From cherry's many posts, I feel like points (5) and (6) are chiefly the purpose of asking about points 1-4. And the way points 1-4 actually boil down seems to me to actually change how we should be responding to the information being provided. For instance, let's say Wuhan did do gain-of-function research, and charitably let's say it was done for the purposes of beneficial knowledge rather than for gaining the power to do harm. And let's say the NIH knowingly funded it, but for the same reason (putting aside that it was done in an inferior security setup in Wuhan). Now Fauci denies any connection to that funding, or to Wuhan. But if covid-19 really didn't come from any lab, and was totally, natural, that would actually lend credence to having had the foresight to try potentially risky research knowing it could help with a horrible pandemic down the road. You could actually gloat at having seen ahead to what really did happen, and say you tried to nip it in the bud. So why deny any connection, when in a way admitting a connection would be a sort of badge of honor? Maybe it's because they knew (or later found out) about the inferior level-2 security system at Wuhan. So that could be a lie meant merely to deflect from admitting that the theoretically good concept was being conducted improperly. Administrative BS, incompetence, and cutting corners; the usual. But even then you'd think it would be kind of easy to blame China for being deceptive about their security precautions (probably the case anyhow), and say that the funding was in principle and important step in preventing a pandemic. Some people might be upset, some would approve. But instead, the blanket denial can't avoid looking like lying and self-serving dissembling about semantics.

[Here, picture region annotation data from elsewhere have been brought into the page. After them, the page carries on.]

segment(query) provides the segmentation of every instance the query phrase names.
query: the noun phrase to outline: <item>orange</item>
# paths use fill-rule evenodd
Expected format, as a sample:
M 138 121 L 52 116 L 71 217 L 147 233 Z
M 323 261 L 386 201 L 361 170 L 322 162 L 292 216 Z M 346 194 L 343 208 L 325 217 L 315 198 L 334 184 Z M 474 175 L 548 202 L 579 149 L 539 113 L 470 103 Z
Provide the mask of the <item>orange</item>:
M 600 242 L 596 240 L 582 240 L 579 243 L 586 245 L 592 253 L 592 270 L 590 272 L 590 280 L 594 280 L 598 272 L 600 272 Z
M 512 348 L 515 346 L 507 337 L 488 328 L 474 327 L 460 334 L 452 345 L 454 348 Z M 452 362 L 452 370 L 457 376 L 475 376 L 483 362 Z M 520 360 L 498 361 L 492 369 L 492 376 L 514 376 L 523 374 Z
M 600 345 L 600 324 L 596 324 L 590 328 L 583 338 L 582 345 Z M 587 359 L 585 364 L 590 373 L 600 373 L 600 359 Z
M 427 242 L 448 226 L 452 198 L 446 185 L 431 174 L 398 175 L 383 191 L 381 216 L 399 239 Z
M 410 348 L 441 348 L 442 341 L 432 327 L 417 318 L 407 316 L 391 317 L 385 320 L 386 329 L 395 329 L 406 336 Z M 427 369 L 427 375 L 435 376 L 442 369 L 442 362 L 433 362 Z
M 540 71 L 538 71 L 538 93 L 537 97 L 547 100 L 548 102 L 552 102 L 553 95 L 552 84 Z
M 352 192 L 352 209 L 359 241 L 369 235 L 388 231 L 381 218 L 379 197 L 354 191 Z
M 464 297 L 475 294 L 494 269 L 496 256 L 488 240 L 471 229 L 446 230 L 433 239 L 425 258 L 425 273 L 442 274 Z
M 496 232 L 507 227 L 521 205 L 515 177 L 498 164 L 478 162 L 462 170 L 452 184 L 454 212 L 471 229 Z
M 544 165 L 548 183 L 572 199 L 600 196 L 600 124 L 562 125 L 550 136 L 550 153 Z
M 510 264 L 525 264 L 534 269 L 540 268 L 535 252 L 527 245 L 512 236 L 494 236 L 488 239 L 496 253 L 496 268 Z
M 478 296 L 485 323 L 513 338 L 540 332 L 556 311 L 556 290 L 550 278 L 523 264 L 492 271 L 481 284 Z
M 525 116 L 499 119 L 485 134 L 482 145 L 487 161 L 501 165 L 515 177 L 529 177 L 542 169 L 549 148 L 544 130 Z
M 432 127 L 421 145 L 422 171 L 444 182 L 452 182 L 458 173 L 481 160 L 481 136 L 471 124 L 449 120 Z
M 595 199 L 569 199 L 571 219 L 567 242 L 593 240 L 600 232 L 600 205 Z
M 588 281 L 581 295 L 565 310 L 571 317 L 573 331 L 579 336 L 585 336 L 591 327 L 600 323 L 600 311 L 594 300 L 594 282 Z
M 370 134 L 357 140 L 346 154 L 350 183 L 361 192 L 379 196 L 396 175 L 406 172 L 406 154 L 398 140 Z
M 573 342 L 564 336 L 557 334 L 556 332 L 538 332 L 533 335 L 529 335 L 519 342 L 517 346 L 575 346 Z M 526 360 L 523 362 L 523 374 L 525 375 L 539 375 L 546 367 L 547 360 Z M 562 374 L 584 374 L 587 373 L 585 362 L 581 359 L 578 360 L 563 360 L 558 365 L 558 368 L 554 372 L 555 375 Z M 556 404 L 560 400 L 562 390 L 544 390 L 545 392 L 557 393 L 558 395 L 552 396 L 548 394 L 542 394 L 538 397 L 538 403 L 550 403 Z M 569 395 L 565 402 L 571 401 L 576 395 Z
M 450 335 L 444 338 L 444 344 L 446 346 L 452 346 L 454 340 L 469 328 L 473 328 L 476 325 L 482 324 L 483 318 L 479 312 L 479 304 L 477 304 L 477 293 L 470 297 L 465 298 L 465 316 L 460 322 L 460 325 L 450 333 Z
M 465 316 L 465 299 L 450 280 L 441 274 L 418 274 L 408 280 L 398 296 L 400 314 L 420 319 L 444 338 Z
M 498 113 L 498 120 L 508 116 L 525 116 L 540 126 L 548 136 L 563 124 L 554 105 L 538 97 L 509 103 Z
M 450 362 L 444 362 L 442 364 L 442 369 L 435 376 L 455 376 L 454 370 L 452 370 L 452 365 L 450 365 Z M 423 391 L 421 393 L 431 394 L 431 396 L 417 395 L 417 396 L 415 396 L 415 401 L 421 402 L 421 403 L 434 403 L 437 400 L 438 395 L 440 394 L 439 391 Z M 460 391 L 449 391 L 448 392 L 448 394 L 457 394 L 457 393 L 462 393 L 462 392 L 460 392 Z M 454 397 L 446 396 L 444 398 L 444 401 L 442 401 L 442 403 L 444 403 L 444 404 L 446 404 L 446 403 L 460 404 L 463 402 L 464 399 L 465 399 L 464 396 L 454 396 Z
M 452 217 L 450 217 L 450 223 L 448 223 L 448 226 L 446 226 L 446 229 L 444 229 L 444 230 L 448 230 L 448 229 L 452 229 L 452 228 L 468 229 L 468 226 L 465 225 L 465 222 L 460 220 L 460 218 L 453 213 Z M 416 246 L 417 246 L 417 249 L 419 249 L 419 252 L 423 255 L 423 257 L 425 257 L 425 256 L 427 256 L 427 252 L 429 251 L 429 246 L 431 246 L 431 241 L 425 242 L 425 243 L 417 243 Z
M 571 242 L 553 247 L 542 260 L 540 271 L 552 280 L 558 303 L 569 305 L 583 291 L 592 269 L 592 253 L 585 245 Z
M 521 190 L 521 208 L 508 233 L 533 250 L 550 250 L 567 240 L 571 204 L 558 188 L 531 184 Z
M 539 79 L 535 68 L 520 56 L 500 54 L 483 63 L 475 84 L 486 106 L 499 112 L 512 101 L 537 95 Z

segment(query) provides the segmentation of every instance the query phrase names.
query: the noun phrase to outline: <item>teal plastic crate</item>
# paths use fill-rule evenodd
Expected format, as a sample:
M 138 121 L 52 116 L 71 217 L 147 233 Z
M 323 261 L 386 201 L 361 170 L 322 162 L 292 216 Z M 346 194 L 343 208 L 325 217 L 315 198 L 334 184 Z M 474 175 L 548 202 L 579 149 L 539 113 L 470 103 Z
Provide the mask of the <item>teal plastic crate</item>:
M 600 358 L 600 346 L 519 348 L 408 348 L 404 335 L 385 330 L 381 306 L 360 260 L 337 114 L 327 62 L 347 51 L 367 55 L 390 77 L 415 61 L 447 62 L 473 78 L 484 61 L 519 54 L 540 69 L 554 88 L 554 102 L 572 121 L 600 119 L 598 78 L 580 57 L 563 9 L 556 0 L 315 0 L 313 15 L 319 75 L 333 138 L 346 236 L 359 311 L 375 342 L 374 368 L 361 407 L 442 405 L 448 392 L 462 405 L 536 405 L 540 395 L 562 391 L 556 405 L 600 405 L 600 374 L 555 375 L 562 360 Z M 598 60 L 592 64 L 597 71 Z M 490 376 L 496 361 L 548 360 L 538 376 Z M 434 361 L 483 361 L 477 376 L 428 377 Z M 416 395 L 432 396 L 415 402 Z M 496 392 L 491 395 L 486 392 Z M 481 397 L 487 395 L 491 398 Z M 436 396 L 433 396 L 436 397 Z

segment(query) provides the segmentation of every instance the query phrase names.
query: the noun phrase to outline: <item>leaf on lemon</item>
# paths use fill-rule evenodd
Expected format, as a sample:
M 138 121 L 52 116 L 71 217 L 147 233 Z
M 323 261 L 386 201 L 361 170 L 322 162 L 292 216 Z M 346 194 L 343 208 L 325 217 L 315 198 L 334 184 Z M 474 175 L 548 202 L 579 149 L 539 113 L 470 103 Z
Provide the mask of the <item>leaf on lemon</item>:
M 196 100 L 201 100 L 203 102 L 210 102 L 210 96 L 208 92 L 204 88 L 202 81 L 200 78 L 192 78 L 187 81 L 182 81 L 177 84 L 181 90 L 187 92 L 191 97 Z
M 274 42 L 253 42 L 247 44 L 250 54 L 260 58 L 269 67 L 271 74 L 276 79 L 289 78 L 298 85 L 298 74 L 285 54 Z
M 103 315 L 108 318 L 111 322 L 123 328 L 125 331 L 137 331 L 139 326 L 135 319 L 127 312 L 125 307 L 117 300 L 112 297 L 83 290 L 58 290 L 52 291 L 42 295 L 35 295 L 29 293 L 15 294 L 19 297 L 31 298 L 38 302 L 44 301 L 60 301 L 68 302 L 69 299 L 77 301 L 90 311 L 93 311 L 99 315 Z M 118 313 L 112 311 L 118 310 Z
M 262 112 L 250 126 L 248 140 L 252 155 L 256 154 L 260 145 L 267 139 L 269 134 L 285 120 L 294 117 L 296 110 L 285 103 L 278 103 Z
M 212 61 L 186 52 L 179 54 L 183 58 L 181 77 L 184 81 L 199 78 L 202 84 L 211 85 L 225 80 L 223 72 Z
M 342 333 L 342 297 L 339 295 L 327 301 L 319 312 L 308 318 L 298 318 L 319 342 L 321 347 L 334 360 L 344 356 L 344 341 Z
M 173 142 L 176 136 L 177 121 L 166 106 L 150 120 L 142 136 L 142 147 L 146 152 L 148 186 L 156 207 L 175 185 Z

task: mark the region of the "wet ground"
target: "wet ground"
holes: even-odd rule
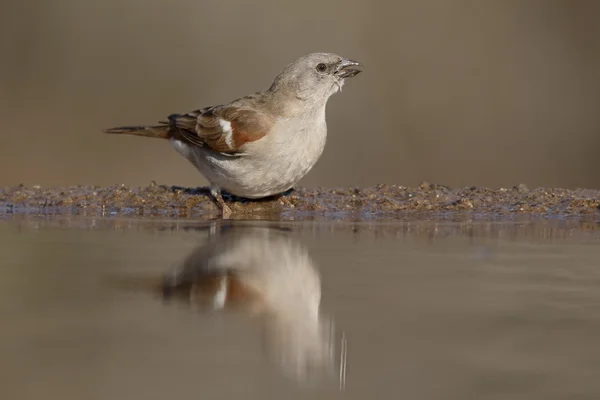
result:
[[[3,214],[0,396],[598,399],[600,224]]]
[[[234,217],[328,216],[338,218],[417,217],[418,214],[600,215],[600,191],[591,189],[449,188],[423,183],[418,187],[377,185],[368,188],[298,188],[288,195],[261,201],[227,197]],[[59,212],[88,215],[209,216],[218,214],[206,188],[151,184],[127,186],[0,189],[0,213]]]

And this goes to cherry's general argument about mask mandates and flipflopping on those. I won't address whether I agree with him on this general point, but I think if you want to frame the broader argument in context, it goes something like that when you lie to people 'for their own good' it starts to feel like it's really for your own good and not theirs, and you get significant amount of people who stop believing anything at all being reported about what they should do and what the facts are. The breakdown of trust seems to me more relevant than precisely whether or not the NIH made a mistake or was visionary. And the issue of health mandates being politicized seems to be part of it too. Did many Americans refuse to comply with health recommendations because of things Trump said? Maybe. But maybe they were already pissed and distrustful enough (hence why they voted for him in the first place) that they would have been of that disposition with or without Trump. And that, too, speaks to people feeling lied to. They probably feel like that because they are in fact repeatedly lied to. Just look at the story the other day about the blatant lies about the drone strike in Afghanistan, and all credibility goes out the window. They will say anything if they think it will pass, and when it doesn't that news cycle is already over and they think they got away with it. But really they didn't because they're damaging the body politic.